This blog is designed to help you use the produce from your CSA harvest box. I design the meals based on the goodies from the Los Poblanos Organics CSA in Albuquerque, New Mexico. Lots of recipes to choose from, photos from my plate, and comments on each.
The weekly plan including the harvest box contents can be found in the left-most tab named This Week's Menu.
Once I had decided on the potato salad with herring that seems pretty Scandinavian to me, I thought some Swedish meatballs might be a good accompaniment. I found this recipe on a Swedish site. I am not a big meatball fan, so we'll so how they go over! I have some lingonberry jam that I'll serve with them.

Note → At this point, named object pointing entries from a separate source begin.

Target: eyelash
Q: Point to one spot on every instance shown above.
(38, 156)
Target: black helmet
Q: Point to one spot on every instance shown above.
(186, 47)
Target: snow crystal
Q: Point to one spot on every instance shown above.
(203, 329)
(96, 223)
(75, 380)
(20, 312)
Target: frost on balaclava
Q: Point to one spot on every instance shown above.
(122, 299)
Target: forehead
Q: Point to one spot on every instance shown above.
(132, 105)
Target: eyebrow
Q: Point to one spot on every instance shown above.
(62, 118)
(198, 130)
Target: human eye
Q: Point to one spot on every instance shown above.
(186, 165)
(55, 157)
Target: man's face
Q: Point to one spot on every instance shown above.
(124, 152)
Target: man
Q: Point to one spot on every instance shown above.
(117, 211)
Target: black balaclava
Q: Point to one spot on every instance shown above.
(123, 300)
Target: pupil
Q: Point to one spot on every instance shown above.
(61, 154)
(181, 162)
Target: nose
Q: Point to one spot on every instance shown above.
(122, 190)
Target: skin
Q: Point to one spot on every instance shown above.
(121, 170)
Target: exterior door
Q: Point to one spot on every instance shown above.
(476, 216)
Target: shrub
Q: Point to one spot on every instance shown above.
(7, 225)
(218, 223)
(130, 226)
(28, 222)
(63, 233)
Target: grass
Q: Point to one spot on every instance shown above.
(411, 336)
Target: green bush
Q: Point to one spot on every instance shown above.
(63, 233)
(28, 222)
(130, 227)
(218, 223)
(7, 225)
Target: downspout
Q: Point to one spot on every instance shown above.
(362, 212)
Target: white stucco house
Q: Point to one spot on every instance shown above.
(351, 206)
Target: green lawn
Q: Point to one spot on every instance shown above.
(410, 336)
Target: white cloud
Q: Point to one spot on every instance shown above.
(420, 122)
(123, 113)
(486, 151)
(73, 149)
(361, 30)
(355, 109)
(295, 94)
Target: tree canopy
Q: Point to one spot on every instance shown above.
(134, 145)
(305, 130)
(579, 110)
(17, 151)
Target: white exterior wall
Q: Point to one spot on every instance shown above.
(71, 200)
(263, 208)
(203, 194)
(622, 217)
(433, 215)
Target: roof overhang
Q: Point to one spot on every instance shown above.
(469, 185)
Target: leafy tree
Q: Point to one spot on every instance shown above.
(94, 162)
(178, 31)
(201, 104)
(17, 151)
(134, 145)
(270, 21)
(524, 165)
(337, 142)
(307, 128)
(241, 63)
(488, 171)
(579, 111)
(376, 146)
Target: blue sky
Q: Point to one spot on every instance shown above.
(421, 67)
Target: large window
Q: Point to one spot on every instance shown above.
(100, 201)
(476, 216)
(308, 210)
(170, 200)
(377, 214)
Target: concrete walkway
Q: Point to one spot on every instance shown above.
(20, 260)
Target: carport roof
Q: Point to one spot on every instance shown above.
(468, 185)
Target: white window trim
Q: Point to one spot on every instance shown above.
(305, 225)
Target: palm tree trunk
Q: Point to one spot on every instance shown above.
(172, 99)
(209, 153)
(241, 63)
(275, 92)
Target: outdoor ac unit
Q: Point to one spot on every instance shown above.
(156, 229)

500 g (18 oz) ground (minced) beef/pork mixture
250 ml (1¼ cup) milk
75 g (¾ cup) white breadcrumbs
salt, white pepper
ground allspice Preparation
Finely dice the onion and sauté gently in a little butter without browning. Soak the breadcrumbs in milk. Blend the ground meat, preferably in a food processor, with the onion, egg, milk/breadcrumb mixture and the spices to the proper consistency and taste. Add a little water if the mixture feels too firm. Check the taste by test-frying one meatball. Then shape small meatballs with the aid of two spoons and place on water-rinsed plates. Brown a generous pat of butter in a frying pan, and when it “goes quiet” place the meatballs in the pan and let them brown on all sides. Shake the frying pan often. Serve with potato purée or boiled potatoes and raw stirred lingonberries.